Synthetic Judgment
The meaning here is formed by the movement of Qur’anic exegesis from a capacity to produce meaning to its organization within repetitive molds, such that history itself becomes part of the changing function of interpretation.
What Appears from the Conjunction of the Atoms
The atoms come together to show that Qur’anic exegesis, at its beginning, was not merely a practice of explanation, but an open space for working on the text and producing questions. The decline after the 13th century then appears as a transformation in the epistemic structure itself, not merely as weakness among certain authors or schools. As time continues, nothing remains of the initial movement except repetition that restates what had already been formulated without expanding its horizon. In this way, exegesis appears as a trajectory that gradually loses its capacity for innovation when its historical conditions are closed off.

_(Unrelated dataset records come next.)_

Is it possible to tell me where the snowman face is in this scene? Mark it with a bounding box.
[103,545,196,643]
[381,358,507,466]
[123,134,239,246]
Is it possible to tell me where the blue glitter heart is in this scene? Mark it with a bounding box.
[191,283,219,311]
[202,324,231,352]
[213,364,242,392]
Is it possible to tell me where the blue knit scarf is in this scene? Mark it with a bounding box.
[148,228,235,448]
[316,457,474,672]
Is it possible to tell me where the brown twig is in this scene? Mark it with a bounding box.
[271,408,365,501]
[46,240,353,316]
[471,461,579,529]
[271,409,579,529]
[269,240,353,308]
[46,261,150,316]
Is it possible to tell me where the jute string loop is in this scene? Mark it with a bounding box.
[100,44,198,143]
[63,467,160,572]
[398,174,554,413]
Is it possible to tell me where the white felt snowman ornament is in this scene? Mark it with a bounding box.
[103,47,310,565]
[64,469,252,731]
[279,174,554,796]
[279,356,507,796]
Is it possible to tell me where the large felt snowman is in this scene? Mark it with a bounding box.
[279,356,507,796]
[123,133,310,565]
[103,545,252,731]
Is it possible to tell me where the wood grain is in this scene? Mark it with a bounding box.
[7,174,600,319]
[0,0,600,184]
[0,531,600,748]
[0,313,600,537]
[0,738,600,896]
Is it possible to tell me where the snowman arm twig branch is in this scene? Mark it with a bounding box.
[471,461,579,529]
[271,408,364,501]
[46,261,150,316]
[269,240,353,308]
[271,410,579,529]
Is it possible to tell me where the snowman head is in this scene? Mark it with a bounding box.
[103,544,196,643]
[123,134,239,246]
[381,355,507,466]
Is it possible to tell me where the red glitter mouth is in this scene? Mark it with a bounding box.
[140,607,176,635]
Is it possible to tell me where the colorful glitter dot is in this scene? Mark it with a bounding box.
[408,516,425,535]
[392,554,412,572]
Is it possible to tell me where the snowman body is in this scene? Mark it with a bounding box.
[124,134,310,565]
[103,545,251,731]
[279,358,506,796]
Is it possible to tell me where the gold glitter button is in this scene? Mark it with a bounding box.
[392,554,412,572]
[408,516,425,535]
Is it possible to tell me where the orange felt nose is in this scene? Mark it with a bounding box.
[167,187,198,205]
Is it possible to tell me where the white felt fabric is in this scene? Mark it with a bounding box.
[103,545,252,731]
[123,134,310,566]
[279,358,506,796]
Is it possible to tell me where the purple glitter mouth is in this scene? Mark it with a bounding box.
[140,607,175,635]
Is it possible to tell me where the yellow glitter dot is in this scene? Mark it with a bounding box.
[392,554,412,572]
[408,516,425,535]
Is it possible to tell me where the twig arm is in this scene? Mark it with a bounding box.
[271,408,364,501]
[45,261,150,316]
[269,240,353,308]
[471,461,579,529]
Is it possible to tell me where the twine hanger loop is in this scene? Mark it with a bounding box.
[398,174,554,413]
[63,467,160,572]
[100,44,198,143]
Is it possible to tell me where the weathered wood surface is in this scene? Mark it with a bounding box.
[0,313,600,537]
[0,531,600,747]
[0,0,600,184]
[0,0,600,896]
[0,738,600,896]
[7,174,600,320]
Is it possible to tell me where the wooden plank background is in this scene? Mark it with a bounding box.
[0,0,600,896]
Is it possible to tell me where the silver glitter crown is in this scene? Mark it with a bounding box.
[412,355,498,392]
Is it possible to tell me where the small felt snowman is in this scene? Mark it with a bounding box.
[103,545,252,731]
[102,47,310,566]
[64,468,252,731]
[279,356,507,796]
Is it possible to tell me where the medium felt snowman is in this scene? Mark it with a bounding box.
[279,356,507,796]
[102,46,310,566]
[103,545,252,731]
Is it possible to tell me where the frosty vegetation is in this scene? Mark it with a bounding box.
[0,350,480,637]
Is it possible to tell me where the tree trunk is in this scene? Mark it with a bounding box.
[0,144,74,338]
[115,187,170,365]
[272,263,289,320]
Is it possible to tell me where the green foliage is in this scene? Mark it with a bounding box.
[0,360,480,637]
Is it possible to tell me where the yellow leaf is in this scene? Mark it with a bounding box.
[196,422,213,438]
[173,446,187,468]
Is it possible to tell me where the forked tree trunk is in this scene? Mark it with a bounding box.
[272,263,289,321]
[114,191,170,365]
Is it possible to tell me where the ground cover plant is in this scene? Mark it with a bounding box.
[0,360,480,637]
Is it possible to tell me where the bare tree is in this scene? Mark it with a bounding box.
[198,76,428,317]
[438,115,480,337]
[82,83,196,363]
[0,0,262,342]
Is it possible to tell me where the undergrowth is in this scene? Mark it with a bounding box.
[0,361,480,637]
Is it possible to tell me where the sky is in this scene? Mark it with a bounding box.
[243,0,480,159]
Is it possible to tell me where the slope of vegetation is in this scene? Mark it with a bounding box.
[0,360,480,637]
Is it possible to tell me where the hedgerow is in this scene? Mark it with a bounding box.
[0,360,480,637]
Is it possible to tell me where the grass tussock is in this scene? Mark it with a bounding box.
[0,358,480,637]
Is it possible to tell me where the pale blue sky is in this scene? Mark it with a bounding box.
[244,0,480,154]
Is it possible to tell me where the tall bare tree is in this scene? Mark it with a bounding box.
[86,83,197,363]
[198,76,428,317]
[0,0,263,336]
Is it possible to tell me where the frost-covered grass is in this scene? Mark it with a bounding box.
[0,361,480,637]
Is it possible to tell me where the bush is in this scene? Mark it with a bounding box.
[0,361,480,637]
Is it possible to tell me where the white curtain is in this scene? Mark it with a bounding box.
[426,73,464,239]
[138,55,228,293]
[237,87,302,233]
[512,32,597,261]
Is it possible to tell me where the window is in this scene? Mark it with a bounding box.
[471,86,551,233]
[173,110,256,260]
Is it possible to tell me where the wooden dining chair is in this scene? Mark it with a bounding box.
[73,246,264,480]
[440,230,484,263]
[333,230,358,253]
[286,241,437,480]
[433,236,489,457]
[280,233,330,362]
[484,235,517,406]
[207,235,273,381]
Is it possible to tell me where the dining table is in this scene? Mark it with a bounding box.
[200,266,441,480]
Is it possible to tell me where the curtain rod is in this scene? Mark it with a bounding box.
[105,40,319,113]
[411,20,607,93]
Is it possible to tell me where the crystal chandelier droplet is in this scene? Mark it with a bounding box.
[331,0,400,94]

The difference between the stages is no longer a purely chronological difference, but a difference in the degree of epistemic vitality within the religious field.
Logic of Composition
| Atom | Its Role in the Composition | What It Adds |
|---|---|---|
| Qur’anic exegesis was creative in earlier times | Establishing the creative beginning | It situates the first moment of openness to meaning |
| Qur’anic exegesis declined after the 13th century | Identifying the turning point | It connects the retreat to a clear historical transformation |
| What continued later was repetition | Stating the structural outcome | It reveals that continuity became reiteration, not production |
Argumentative Function
Foundation
Included Atoms
- Qur’anic exegesis was creative in earlier times
- Qur’anic exegesis declined after the 13th century
- What continued later was repetition
Limits of the Inference
This composition does not prove the total absence of innovation; rather, it establishes the predominance of a structure of repetition over the exegetical field after an early stage of creative action.